Fig. 3: FA-EGS crosslinking HiChIP protocol improves stripe detection and enables the building of accurate loop extrusion models. | Communications Biology

Fig. 3: FA-EGS crosslinking HiChIP protocol improves stripe detection and enables the building of accurate loop extrusion models.

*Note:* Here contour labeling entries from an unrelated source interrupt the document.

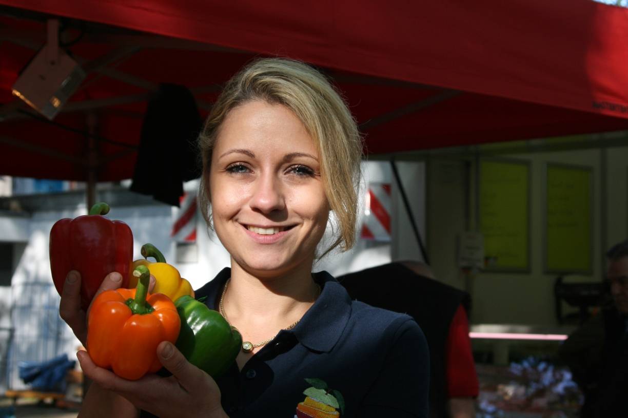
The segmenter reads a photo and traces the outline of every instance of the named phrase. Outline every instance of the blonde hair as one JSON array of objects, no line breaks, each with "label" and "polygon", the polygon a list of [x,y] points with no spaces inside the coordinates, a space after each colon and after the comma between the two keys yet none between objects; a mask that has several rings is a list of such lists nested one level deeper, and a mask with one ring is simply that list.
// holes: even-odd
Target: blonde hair
[{"label": "blonde hair", "polygon": [[230,110],[258,100],[290,109],[316,144],[325,195],[338,222],[335,239],[321,256],[338,245],[349,249],[355,242],[362,138],[346,103],[327,80],[310,66],[285,58],[258,59],[247,65],[227,83],[212,108],[198,140],[203,163],[199,203],[208,226],[208,175],[219,130]]}]

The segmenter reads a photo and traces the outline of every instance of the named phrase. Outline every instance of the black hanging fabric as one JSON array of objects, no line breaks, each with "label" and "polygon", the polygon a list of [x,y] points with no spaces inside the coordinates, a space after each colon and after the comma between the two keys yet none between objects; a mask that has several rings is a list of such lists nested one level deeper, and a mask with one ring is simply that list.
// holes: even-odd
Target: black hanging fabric
[{"label": "black hanging fabric", "polygon": [[197,142],[202,126],[190,90],[160,84],[144,117],[131,190],[178,207],[183,182],[200,175]]}]

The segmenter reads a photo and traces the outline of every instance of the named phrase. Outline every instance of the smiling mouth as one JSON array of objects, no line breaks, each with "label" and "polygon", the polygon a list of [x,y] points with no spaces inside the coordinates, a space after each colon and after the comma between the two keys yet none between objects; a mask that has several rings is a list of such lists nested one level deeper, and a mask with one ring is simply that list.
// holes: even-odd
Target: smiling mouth
[{"label": "smiling mouth", "polygon": [[288,231],[291,229],[292,226],[279,226],[274,227],[272,228],[261,228],[257,226],[251,226],[251,225],[247,225],[246,229],[252,233],[255,233],[259,235],[274,235],[275,234],[278,234],[279,233],[283,232],[284,231]]}]

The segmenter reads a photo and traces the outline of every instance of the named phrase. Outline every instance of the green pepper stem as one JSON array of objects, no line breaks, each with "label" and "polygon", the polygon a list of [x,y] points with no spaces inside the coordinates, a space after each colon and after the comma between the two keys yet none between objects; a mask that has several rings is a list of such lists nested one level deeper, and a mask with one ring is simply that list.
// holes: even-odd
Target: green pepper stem
[{"label": "green pepper stem", "polygon": [[146,259],[148,259],[149,257],[153,257],[157,260],[157,263],[166,262],[166,258],[161,254],[161,251],[157,249],[157,247],[152,244],[144,244],[143,245],[141,253],[142,256]]},{"label": "green pepper stem", "polygon": [[90,215],[106,215],[109,212],[109,206],[104,202],[97,203],[89,210]]},{"label": "green pepper stem", "polygon": [[151,281],[151,273],[146,266],[138,266],[133,270],[133,276],[138,278],[138,286],[135,291],[135,298],[129,299],[127,305],[133,313],[144,315],[151,311],[151,308],[146,303],[146,295],[148,285]]}]

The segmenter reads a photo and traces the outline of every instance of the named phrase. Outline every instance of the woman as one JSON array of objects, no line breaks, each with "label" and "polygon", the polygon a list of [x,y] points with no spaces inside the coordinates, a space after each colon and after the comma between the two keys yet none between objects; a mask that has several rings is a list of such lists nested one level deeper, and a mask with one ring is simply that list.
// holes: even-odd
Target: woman
[{"label": "woman", "polygon": [[[166,379],[124,380],[80,352],[94,382],[81,416],[426,416],[428,352],[416,323],[352,301],[328,274],[311,273],[330,211],[337,237],[322,253],[354,241],[362,144],[333,88],[301,63],[256,61],[227,84],[200,144],[201,207],[231,268],[197,297],[247,342],[217,384],[165,342]],[[109,274],[101,288],[119,279]],[[72,272],[60,311],[84,342],[79,286]]]}]

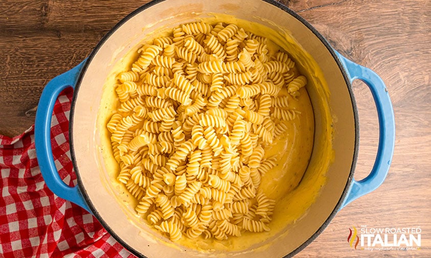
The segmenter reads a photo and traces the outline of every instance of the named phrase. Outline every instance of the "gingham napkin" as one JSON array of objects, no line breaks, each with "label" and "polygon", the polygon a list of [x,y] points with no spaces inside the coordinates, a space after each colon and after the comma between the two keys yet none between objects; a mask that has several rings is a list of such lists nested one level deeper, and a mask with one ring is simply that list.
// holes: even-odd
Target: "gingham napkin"
[{"label": "gingham napkin", "polygon": [[[77,183],[69,145],[71,89],[55,103],[54,159],[70,186]],[[91,214],[48,188],[37,164],[32,126],[13,138],[0,135],[0,257],[134,257]]]}]

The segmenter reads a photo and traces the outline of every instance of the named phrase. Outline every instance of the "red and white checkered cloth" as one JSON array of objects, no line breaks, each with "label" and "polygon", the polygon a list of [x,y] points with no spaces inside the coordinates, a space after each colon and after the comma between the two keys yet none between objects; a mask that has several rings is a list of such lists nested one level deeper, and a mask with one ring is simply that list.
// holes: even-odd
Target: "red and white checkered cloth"
[{"label": "red and white checkered cloth", "polygon": [[[77,183],[71,160],[69,117],[73,91],[54,109],[51,141],[63,181]],[[13,138],[0,135],[0,257],[134,257],[85,209],[57,197],[40,174],[34,128]]]}]

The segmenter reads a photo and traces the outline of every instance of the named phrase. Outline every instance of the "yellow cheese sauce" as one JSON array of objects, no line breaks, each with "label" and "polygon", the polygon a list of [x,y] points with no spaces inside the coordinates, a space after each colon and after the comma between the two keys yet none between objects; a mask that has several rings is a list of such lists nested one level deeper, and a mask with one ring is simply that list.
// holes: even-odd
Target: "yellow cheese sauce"
[{"label": "yellow cheese sauce", "polygon": [[[269,226],[271,230],[261,233],[242,233],[240,237],[230,236],[227,240],[219,241],[213,239],[205,240],[203,237],[190,240],[185,236],[176,243],[166,238],[160,238],[161,234],[154,230],[154,240],[163,243],[170,247],[180,248],[184,246],[191,249],[208,253],[215,251],[253,251],[253,248],[266,248],[270,246],[270,241],[285,233],[285,228],[289,225],[300,219],[307,209],[314,201],[319,192],[325,183],[325,172],[333,159],[332,152],[330,127],[331,117],[327,103],[327,86],[326,85],[322,72],[311,56],[307,55],[294,39],[286,32],[276,32],[258,24],[240,20],[228,15],[214,14],[211,17],[203,19],[204,21],[214,24],[216,21],[225,23],[235,23],[258,35],[268,38],[274,44],[283,48],[299,67],[300,73],[307,77],[307,89],[313,88],[317,94],[322,97],[319,103],[313,103],[315,107],[322,109],[324,115],[322,127],[319,128],[320,133],[323,134],[318,142],[314,142],[314,118],[312,105],[307,90],[302,88],[300,90],[300,96],[297,100],[291,98],[289,102],[291,108],[301,111],[301,114],[288,123],[288,129],[285,134],[276,138],[273,144],[266,147],[265,157],[277,156],[277,165],[268,171],[262,178],[260,187],[268,198],[276,201],[273,220]],[[170,29],[169,30],[170,31]],[[159,30],[158,31],[166,31]],[[162,35],[155,35],[152,38]],[[147,39],[150,39],[150,38]],[[147,41],[143,41],[146,43]],[[117,181],[116,178],[119,173],[119,167],[114,158],[110,140],[110,134],[106,125],[112,114],[118,107],[118,100],[114,88],[116,82],[115,76],[119,72],[127,71],[130,64],[137,58],[136,50],[141,45],[132,48],[129,52],[114,66],[111,73],[107,78],[104,85],[101,109],[98,119],[98,133],[101,140],[101,149],[108,174],[107,189],[120,202],[124,204],[124,211],[128,214],[131,222],[137,227],[148,230],[146,221],[139,218],[134,211],[137,201],[128,193],[125,186]],[[301,54],[298,54],[298,53]],[[319,147],[319,153],[314,159],[315,161],[310,163],[313,148]],[[304,176],[304,173],[307,173]],[[106,179],[104,179],[106,180]],[[144,228],[145,229],[144,229]],[[265,241],[267,241],[266,243]],[[263,243],[264,245],[259,246]],[[180,245],[178,245],[179,244]],[[218,255],[219,255],[219,252]]]}]

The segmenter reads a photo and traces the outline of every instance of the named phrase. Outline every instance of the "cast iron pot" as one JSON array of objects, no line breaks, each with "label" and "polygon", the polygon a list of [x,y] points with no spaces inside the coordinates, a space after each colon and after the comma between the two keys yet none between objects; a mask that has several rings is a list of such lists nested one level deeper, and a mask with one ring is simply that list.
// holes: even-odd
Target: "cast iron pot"
[{"label": "cast iron pot", "polygon": [[[214,13],[260,23],[275,31],[286,30],[301,47],[291,53],[297,63],[307,66],[301,60],[311,57],[313,63],[317,65],[309,66],[304,72],[311,78],[307,89],[315,118],[314,144],[304,178],[324,175],[326,182],[306,212],[276,237],[262,243],[261,248],[258,245],[241,252],[223,253],[224,256],[293,256],[313,241],[340,209],[374,190],[383,182],[393,154],[394,118],[388,91],[374,72],[340,55],[301,16],[271,0],[158,0],[128,15],[105,36],[86,60],[53,79],[44,88],[38,106],[35,130],[40,170],[54,193],[94,214],[114,238],[135,255],[208,255],[187,248],[172,247],[172,245],[167,247],[161,244],[169,242],[166,238],[157,236],[154,232],[147,233],[133,223],[130,214],[125,212],[111,189],[106,187],[108,168],[101,160],[103,159],[99,149],[100,128],[97,128],[96,122],[102,86],[113,64],[129,49],[138,45],[146,35],[162,26],[174,27]],[[323,74],[320,79],[313,75],[317,70]],[[359,127],[351,84],[356,79],[363,81],[371,90],[379,124],[378,147],[374,166],[370,174],[359,181],[353,179]],[[319,86],[324,85],[327,85],[326,91],[323,90],[324,87]],[[75,89],[70,117],[71,154],[78,182],[74,187],[66,185],[60,178],[50,142],[54,104],[60,92],[66,87]],[[329,111],[329,115],[324,112],[325,109]],[[327,149],[328,146],[332,149],[333,159],[327,162],[327,166],[323,166],[326,169],[310,171],[310,167],[315,167],[322,162],[320,159],[324,157],[323,150]],[[213,254],[222,253],[216,252]]]}]

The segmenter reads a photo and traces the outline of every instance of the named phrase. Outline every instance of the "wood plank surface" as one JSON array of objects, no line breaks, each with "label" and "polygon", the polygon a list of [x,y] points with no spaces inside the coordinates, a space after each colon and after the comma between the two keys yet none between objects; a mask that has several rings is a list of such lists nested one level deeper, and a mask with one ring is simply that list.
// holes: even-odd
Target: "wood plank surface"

From: Improved cohesin HiChIP protocol and bioinformatic analysis for robust detection of chromatin loops and stripes

Fig. 3

A Number of stripes called by Stripenn and gStripe for the cohesin HiChIP datasets analysed in this study. gStripe results were calculated using nf-HiChIP, HiCCUPS or ChIA-PIPE loops as an input. B Juicebox interaction maps at 5 kb resolution and the stripes of the exemplary region (chr6: 15,550,000-16,850,000) for the cohesin HiChIP samples. Lower (below diagonal) and upper (above diagonal) corners present SMC1 FA-EGS HiChIP (HG00731) and SMC1 HiChIP (GM12878), respectively. Stripes were called by the algorithms indicated above the maps. Each stripe set is shown on top of data used to generate it: the interaction heatmap and, in the case of gStripe, the nf-HiChIP, HiCCUPS or ChIA-PIPE loop set (blue dots). C IGV browser view of the example region for SMC1 HG00731 FA-EGS HiChIP sample used for loop extrusion modelling. The first three tracks show the output of the nf-HiChIP pipeline: read coverage, peaks called by MACS3 and loops called by nf-HiChIP. The fourth track shows the stripes identified by gStripes (with the nf-HiChIP loop set). D Final structure obtained after running LoopSage simulation for the region and sample indicated in panel (C). E Experimental (above diagonal) versus simulated(below diagonal) heatmaps (at the 5 kb resolution) for the region and data shown in panel C.